Ссылки для упрощенного доступа

Человеческая цена войны в Грузии


Ирина Лагунина: Российские военные в Грузии говорят, что не успевают демонтировать блокпосты, а поэтому задержатся еще на два дня дольше. Сейчас, дескать, они сравнивают укрепления с землей, чтобы ничто не напоминало о том, что они там были. Хорошо было бы еще сравнять с землей память и боль от этой военной кампании, но это, к сожалению, невозможно. О человеческой цене войны в Грузии мы беседуем сегодня с сотрудниками правозащитной организации «Human Rights Watch» Анной Нейстат и Уло Солвангом, которые только что вернулись из Грузии, Южной Осетии и так называемой буферной зоны. Так получилось, что мы сидим сейчас в студии в день годовщины убийства Анны Политковской. У меня нет сомнения, что если бы она была жива, она была бы на этой войне. О чем бы она сейчас писала?

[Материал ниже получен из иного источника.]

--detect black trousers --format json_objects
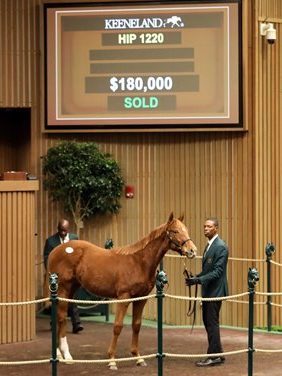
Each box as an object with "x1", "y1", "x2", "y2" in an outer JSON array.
[
  {"x1": 68, "y1": 303, "x2": 81, "y2": 326},
  {"x1": 202, "y1": 300, "x2": 223, "y2": 355}
]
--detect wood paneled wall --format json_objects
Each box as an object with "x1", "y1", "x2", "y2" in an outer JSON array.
[
  {"x1": 254, "y1": 0, "x2": 282, "y2": 327},
  {"x1": 0, "y1": 181, "x2": 38, "y2": 344},
  {"x1": 0, "y1": 0, "x2": 281, "y2": 333}
]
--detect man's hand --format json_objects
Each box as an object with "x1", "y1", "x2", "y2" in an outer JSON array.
[{"x1": 185, "y1": 277, "x2": 199, "y2": 286}]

Анна Нейстат: Наверное, самое основное, о чем бы она сейчас говорила, может быть больше, чем говорим мы – это та информационная война, которая была развязана вокруг конфликта. Я абсолютно уверена, что в ее публикациях нашло бы отражение то, что происходило, все ужасы войны и все нарушения, которые там происходили. Но, мне кажется, она, безусловно, говорила о том, как эта война освещалась в российских СМИ, в зарубежных СМИ, то, как на нее реагировали ответственные лица в России, в Осетии, в Грузии.



Ирина Лагунина: Вы сказали – ужасы войны. Именно из-за информационной войны эти ужасы прошли мимо, мы о них не знаем, о них знаете вы.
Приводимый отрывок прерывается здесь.